473,396 Members | 1,706 Online
Bytes | Software Development & Data Engineering Community
Post Job

Home Posts Topics Members FAQ

Join Bytes to post your question to a community of 473,396 software developers and data experts.

Wide character to multi-byte

PEK
I need some code that convert a multi-byte string to a Unicode string,
and Unicode to multi-byte. I work mostly in Windows and know how to
solve it there, but I would like to have some platform independent
code too.

I have tried with mbtowcs/wctombs but I'm not satisfied with the
result. If wctombs finds a character that can't be converted it return
-1, and stops. I would like to replace such of characters with some
special character and convert so much that is possible.

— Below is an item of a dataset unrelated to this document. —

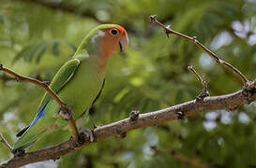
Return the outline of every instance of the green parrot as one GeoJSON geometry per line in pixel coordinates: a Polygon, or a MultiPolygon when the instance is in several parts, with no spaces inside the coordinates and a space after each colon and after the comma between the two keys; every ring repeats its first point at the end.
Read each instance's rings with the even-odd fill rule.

So I have written my own functions, based on mbtowc and wctomb. I have
successfully converted text from and to different codepages (I have
tried 437, 1252 and 949 [Korean, with some characters that takes two
bytes]). So I think the code is OK, but I would appreciate if someone
else look at it (so I have someone to blame ;-).

The code:

void ConvertCharToWstring(const char* from, wstring &to)
{
to = L"";

size_t pos=0;
wchar_t temp[1];

while(true)
{
size_t len = mbtowc(temp, from+pos, MB_CUR_MAX);

//Found end
if(len == 0)
return;
else if(len == (size_t)-1)
{
//Unknown character, this should never happen
pos++;
}
else
{
to += temp[0];
pos += len;
}
}
}

void ConvertWcharToString
(const wchar_t* from, string &to,
bool* datalost, char unknownchar)
{
to = "";

char* temp = new char[MB_CUR_MAX];

while(*from != L'\0')
{
size_t len = wctomb(temp, *from);

//Found end
if(len == 0)
break;
else if(len == (size_t)-1)
{
//Replace with unknown character
to += unknownchar;

if(datalost != NULL)
*datalost=true;
}
else
{
//Copy all characters
for(size_t i=0; i<len; i++)
to += temp[i];
}

from++;
}

delete [] temp;
}

/PEK

Jul 22 '05 #1
5 8473
"PEK" <pe*****@home.se> wrote in message
news:41***************@news.individual.net...
I need some code that convert a multi-byte string to a Unicode string,
and Unicode to multi-byte. I work mostly in Windows and know how to
solve it there, but I would like to have some platform independent
code too.
/PEK


// wide-char to multibyte:
wstring source = "something";
typedef ctype<wchar_t> CT;
size_t length = source.length();
char *result = new char[length];
CT const& ct = use_facet<CT>(locale());
ct.narrow(source.data(), source.data() + source.size(), 'X', result);
string dest(result, length);
delete[] result;
return dest;

For the reverse, use ct.widen instead (and make source a string and dest a
wstring of course).
This uses the global C locale, which at program startup is ASCII, *not* the
system locale. To set a specific locale, use:
locale::global(locale("Dutch_Netherlands"));
At least on Windows with VC, this sets the global locale to the system
locale:
locale::global(locale(""));

Note that this won't handle actual multi-byte character sets, i.e. character
sets with characters > 256 (e.g. JIS), those characters will not get
converted properly. I know of no standard way to handle those, just the
WideCharToMultiByte windows method.

--
Unforgiven

Jul 22 '05 #2
PEK wrote:
I need some code that convert a multi-byte string to a Unicode string,
and Unicode to multi-byte. I work mostly in Windows and know how to
solve it there, but I would like to have some platform independent
code too.


The standard C++ solution is to use codecvt facets. Currently these are a bit
hard to use, but there is a proposal to add several components which would make
it easier. See

http://www.open-std.org/jtc1/sc22/wg...004/n1683.html.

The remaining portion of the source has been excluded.